Data from the Williams Institute, which is operated by the University of California, Los Angeles, notes that transgender people are at elevated risk. Of the 1.4 million trans people, 74,800 — or almost 5 percent — were living with HIV in 2016, the most recent year for which statistics are available. Plus, federal data shows that the majority of trans women who are served by the Ryan White HIV / AIDS program are Black. According to a 2018 report from the American Psychological Association, Black people have for years made up the majority of new HIV cases amongst trans people.
Then there’s COVID-19. Per the Williams Institute data, about 217,000 trans people, almost 16 percent of the 1.4 million counted, were over 65. Close to 15 percent had asthma, about double the rate of the general adult population. Higher rates of poverty and homelessness stemming from discrimination against trans people make it harder to shelter in place, noted Kerith Conron, the institute’s research director. Those factors all increase the risk of both contracting COVID-19 and developing complications.
Altogether, the overlapping disparities arguably heighten the need for a vaccine that can be safely recommended for people with HIV, researchers said.
“You wouldn’t want a group excluded for whom we would like to know if the vaccine works,” said Dr. Chris Beyrer, an epidemiologist and AIDS researcher at Johns Hopkins University who is advising enrollment and outreach for Moderna’s clinical trials.
For Mary, the push to include HIV-positive people is valuable. (Mary’s last name has been withheld for privacy reasons.) The lifelong Rhode Islander of Cape Verdean ancestry, has been HIV positive for about 20 years, she said. She takes medication that makes the virus undetectable. Earlier this year, she contracted COVID-19 — she believes it came from being in “close quarters” with other people who had been infected.
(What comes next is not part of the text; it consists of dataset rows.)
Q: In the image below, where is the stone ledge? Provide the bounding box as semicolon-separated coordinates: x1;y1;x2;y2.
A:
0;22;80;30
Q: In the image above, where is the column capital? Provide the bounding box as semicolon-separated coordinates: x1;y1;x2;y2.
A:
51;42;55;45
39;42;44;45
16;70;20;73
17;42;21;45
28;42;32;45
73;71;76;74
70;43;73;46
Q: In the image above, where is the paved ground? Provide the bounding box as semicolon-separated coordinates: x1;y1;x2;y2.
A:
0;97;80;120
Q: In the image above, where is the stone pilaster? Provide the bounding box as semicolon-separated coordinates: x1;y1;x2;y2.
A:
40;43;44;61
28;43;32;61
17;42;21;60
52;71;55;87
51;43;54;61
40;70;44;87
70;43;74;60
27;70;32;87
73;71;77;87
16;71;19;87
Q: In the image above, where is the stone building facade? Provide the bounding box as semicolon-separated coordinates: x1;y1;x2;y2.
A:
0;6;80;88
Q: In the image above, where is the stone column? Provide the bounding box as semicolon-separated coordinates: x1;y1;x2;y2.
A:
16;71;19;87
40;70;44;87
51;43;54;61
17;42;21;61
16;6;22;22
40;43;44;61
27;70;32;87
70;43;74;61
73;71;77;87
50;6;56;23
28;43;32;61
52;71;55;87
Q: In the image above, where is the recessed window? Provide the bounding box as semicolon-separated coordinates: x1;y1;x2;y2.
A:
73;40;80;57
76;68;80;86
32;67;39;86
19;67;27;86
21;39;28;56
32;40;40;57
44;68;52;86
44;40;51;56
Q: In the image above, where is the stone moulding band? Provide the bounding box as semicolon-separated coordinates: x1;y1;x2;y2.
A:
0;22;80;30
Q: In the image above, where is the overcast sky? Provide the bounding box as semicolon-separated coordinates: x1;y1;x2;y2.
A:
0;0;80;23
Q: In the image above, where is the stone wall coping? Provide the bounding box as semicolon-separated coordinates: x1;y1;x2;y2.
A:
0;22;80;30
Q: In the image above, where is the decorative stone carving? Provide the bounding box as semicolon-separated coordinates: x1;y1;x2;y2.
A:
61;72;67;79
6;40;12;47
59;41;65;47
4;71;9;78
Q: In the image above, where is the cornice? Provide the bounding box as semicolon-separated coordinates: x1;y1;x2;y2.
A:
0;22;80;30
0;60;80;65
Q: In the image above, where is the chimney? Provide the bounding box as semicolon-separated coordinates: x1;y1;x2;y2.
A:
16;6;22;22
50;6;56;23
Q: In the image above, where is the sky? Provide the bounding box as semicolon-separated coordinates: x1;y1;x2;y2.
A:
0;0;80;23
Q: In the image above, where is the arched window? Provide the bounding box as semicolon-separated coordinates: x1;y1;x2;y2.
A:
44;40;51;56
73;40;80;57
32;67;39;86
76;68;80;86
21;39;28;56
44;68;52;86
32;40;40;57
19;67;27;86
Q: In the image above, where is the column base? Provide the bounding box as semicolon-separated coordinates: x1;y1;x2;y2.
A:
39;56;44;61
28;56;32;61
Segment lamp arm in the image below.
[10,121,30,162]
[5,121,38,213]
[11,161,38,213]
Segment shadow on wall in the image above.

Mary recovered after getting plasma and Remsdevir, an experimental treatment, at the local hospital. “It turned my whole situation around,” she said.
She hopes to get a COVID-19 vaccine after one is approved. Moderna’s decision to include HIV positive people in trials “is important,” she said.
There are still questions about other “special populations” who are so far not included in many ongoing vaccine trials. Pregnant people, who research suggests are more vulnerable to complications from COVID-19, are ineligible for Moderna’s and Pfizer’s late-stage trials, according to their records published on ClinicalTrials.gov. Other government-backed vaccine candidates have not posted details about their late-stage trials.
That exclusion, which has drawn attention from federal lawmakers, still has many health researchers concerned. The majority of health care workers are women — within that group, a large percentage are of childbearing age, Swamy noted.
“If they’re not considered at higher risk of disease and don’t get studied in trials they won’t get prioritized at all,” she said. “If we don’t have any safety data on pregnant women, we’re going to be in a tough situation.”
Clarification: This article has been updated throughout to account for differences in data between cisgender and transgender HIV-positive populations.